BELLINGHAM - The Washington Department of Ecology likely will recommend the Port of Bellingham spend $5.7 million to cap and remove some contaminated portions of a waterfront site rather than asking for removal of all contaminated materials.
The plan is the cheapest of four cleanup alternatives Ecology proposed for the 31-acre parcel on the former Georgia-Pacific Corp. property in a recently released feasibility statement that is up for public review.
In comparison, the fourth and most expensive alternative would call for removing and replacing all contaminated soils on the 31 acres, up to 15-feet deep, and would carry a price tag of $91 million.
The proposed plan covers a portion of the 74-acre G-P West cleanup site that was formerly home to a pulp and tissue mill. The northern 31-acre site contains acidic areas and contamination from metals, petroleum, volatile organic compounds and dioxin/furans, according to Ecology. The plan does not address the southern "chlor-alkali" area, which is contaminated with mercury and other materials.
The recommended plan, "Alternative 1," calls for removal of some petroleum-contaminated soil that was not removed during an interim cleanup process. The plan also includes capping the 31 acres with soil, asphalt and buildings to eliminate possible contact with contaminated soil. The port and Ecology also would continue monitoring groundwater contaminated with metals to make sure levels continue to decrease naturally (the groundwater does not reach Bellingham Bay), and place deed restrictions on the land preventing certain actions, such as using the groundwater for drinking water.
The nearly $5.7 million cost estimate assumes 50 percent of the 31-acre area "would be capped by future building foundations," which would be a cost to future developers, according to Ecology. The estimate also includes about $770,000 already spent on an interim cleanup for the area.
Two other alternatives call for additional action, including treating groundwater to speed up the natural decontamination process, more extensive capping, and/or removal of contaminated soils that caused the groundwater contamination. Each of those alternatives would add an estimated $1 million or $2 million to the cost.

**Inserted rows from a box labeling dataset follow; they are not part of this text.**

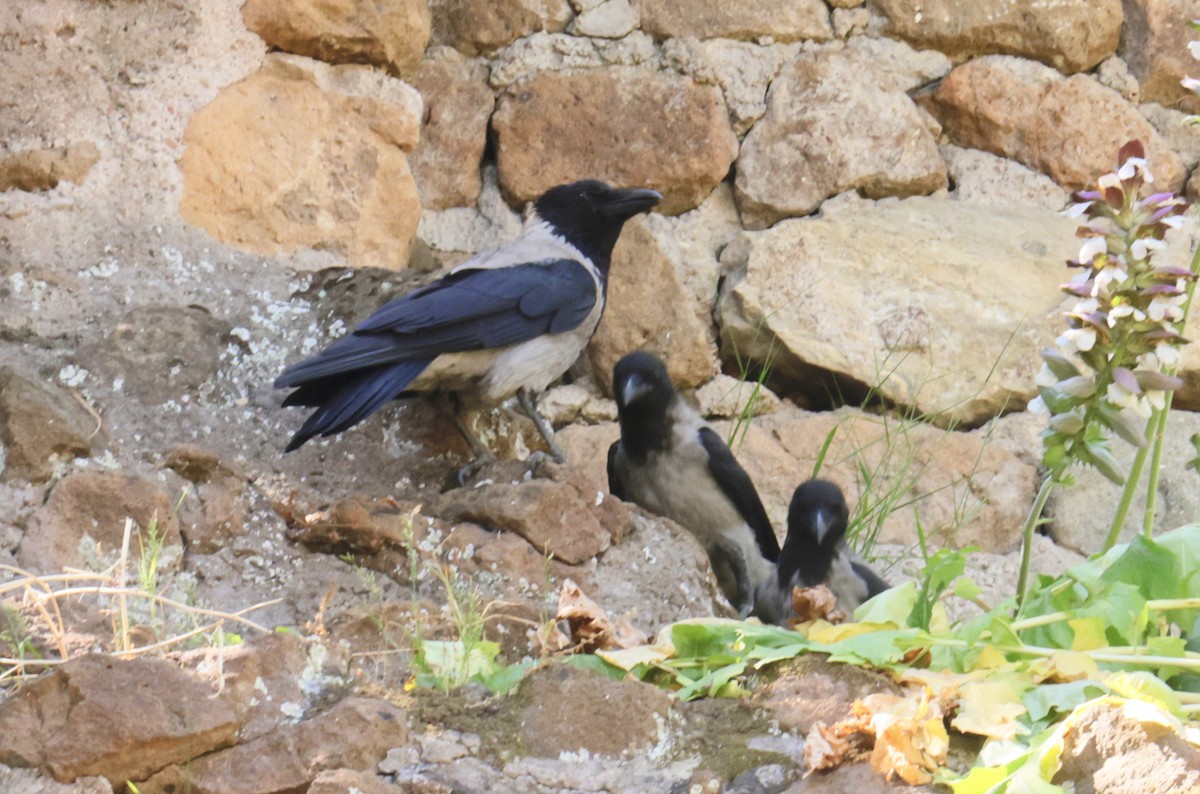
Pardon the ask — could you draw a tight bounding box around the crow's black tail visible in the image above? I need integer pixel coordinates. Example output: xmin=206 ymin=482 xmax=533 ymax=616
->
xmin=283 ymin=359 xmax=430 ymax=452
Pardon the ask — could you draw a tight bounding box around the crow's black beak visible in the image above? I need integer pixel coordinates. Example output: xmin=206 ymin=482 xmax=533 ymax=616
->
xmin=602 ymin=187 xmax=662 ymax=218
xmin=620 ymin=375 xmax=650 ymax=405
xmin=812 ymin=507 xmax=833 ymax=543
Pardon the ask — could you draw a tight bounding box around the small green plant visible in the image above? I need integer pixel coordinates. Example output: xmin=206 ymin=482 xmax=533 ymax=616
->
xmin=402 ymin=509 xmax=533 ymax=692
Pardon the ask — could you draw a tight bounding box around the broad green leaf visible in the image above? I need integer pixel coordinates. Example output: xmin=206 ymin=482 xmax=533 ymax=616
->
xmin=854 ymin=581 xmax=917 ymax=627
xmin=1100 ymin=535 xmax=1183 ymax=598
xmin=480 ymin=660 xmax=538 ymax=694
xmin=950 ymin=674 xmax=1032 ymax=739
xmin=595 ymin=645 xmax=673 ymax=670
xmin=560 ymin=654 xmax=634 ymax=681
xmin=1104 ymin=670 xmax=1183 ymax=716
xmin=1067 ymin=618 xmax=1109 ymax=650
xmin=1022 ymin=680 xmax=1108 ymax=722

"We chose Alternative 1 because the other three incurred additional cost without a proportional increase in environmental benefit," said Krista Kenner, spokeswoman for Ecology's Bellingham office.
"We worked very closely with Ecology to make sure the cleanup of all these sites is safe and protective for the uses we have planned for them," said Mike Stoner, director of environmental programs for the port. "Alternative 1 does that."

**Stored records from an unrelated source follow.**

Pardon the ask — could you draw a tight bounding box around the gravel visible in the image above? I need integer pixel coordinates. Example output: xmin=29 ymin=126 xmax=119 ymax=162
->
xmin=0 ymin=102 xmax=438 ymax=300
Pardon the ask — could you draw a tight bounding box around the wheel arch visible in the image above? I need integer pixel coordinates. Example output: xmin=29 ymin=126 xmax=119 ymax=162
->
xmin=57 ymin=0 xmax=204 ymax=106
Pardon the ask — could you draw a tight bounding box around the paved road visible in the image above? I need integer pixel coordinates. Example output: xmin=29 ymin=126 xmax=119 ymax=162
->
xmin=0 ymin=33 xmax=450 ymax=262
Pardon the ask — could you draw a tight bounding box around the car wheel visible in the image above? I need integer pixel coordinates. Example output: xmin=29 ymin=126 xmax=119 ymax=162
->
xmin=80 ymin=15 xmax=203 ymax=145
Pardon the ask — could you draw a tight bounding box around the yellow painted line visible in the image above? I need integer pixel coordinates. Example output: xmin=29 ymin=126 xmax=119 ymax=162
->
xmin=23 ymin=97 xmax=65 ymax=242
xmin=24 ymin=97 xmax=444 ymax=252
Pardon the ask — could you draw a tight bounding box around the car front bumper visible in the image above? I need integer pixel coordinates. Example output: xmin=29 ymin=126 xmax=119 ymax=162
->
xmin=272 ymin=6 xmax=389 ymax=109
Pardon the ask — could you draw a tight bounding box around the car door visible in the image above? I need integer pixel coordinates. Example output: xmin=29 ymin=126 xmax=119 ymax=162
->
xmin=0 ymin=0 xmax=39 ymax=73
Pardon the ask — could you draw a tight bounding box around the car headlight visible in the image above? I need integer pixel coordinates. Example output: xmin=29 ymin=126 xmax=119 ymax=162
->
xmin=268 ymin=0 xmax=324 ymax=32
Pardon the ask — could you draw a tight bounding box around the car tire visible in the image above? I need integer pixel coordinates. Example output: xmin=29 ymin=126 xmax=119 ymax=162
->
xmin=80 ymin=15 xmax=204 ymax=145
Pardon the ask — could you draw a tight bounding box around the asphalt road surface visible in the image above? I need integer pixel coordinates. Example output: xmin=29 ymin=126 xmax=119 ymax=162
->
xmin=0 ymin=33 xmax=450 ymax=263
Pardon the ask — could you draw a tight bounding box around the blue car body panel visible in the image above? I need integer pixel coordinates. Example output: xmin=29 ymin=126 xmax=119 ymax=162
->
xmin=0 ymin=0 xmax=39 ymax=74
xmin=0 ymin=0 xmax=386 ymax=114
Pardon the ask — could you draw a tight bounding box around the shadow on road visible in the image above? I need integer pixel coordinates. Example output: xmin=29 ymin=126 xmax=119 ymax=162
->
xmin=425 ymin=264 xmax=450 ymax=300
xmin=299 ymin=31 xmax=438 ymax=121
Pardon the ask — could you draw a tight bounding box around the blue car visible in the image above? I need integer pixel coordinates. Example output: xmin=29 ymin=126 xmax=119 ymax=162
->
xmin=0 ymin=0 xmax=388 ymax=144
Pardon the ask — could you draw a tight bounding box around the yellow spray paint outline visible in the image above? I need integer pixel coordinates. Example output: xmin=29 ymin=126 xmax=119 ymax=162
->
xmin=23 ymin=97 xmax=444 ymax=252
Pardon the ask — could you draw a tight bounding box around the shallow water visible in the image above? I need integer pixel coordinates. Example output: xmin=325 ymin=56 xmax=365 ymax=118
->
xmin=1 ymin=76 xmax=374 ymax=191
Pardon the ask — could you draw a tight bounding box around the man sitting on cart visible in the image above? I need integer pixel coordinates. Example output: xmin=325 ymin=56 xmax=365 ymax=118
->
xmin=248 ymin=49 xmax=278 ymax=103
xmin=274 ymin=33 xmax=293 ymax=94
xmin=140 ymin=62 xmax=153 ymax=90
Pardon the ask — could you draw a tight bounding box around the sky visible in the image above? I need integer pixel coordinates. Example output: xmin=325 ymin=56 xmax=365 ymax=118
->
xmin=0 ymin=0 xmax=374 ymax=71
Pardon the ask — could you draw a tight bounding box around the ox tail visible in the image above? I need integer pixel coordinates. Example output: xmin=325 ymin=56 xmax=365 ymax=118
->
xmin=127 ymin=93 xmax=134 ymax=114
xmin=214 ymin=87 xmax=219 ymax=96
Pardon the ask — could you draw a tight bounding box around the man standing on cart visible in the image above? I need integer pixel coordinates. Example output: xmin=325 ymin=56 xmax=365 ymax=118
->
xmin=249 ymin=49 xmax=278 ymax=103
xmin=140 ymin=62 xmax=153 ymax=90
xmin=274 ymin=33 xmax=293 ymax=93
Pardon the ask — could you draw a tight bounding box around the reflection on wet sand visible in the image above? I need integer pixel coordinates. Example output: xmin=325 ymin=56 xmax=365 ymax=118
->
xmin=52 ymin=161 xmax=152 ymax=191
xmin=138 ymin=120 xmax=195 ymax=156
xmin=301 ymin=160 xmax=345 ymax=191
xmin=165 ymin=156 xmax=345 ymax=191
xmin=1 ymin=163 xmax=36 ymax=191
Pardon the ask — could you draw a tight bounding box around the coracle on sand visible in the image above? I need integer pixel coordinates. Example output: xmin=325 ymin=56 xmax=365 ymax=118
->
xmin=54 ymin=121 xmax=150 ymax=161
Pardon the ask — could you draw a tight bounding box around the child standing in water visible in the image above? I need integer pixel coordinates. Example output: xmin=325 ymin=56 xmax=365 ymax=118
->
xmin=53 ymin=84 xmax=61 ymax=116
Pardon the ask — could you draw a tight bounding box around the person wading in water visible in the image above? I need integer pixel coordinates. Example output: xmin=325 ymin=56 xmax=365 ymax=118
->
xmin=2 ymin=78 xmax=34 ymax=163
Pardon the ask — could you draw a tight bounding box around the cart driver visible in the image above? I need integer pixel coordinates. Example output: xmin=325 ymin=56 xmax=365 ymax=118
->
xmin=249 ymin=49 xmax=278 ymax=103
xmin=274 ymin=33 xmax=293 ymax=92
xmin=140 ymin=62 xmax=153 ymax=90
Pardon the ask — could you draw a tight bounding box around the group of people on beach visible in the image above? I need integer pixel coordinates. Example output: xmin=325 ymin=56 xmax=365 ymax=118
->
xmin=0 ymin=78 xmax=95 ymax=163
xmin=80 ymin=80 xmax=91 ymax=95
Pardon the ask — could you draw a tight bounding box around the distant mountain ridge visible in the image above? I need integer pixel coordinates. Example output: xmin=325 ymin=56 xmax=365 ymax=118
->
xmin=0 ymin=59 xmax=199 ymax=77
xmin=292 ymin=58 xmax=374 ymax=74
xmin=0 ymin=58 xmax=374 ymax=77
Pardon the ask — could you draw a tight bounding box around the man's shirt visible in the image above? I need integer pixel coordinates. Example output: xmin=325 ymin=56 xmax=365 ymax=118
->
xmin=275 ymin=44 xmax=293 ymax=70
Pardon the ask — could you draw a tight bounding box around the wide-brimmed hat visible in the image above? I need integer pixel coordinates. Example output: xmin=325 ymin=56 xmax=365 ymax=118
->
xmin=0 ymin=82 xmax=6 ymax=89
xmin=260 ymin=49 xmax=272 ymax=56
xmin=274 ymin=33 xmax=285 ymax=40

The proposed cleanup plan also looks all right to the city and potential developer Harcourt that have been kept in the loop during this process, Stoner said.
"We're getting feedback this looks like a good, solid remedy," Stoner said.
Public comment on Ecology's proposed cleanup plan alternatives will be accepted through Aug. 27. Comments can be sent to Brian Sato, Ecology site manager, at email@example.com or 3190 160th Ave. SE, Bellevue, WA 98008-5452.
Ecology will schedule a public meeting if 10 or more people request one.
To view the plan, go to ecy.wa.gov and search for "G-P West," or find copies at Bellingham Public Library, 210 Central Ave. or Ecology's Bellingham Field Office, 1440 10th St., Suite 102.
If things continue on course, the public will be able to review a final report in late 2015 and cleanup will start in mid-2016, with scheduled completion for that portion in early 2017.
Ecology is also working to prepare a cleanup plan for the southern, more polluted part of the property, referred to as the chlor-alkali area. That cleanup plan should be ready for public review in early 2015.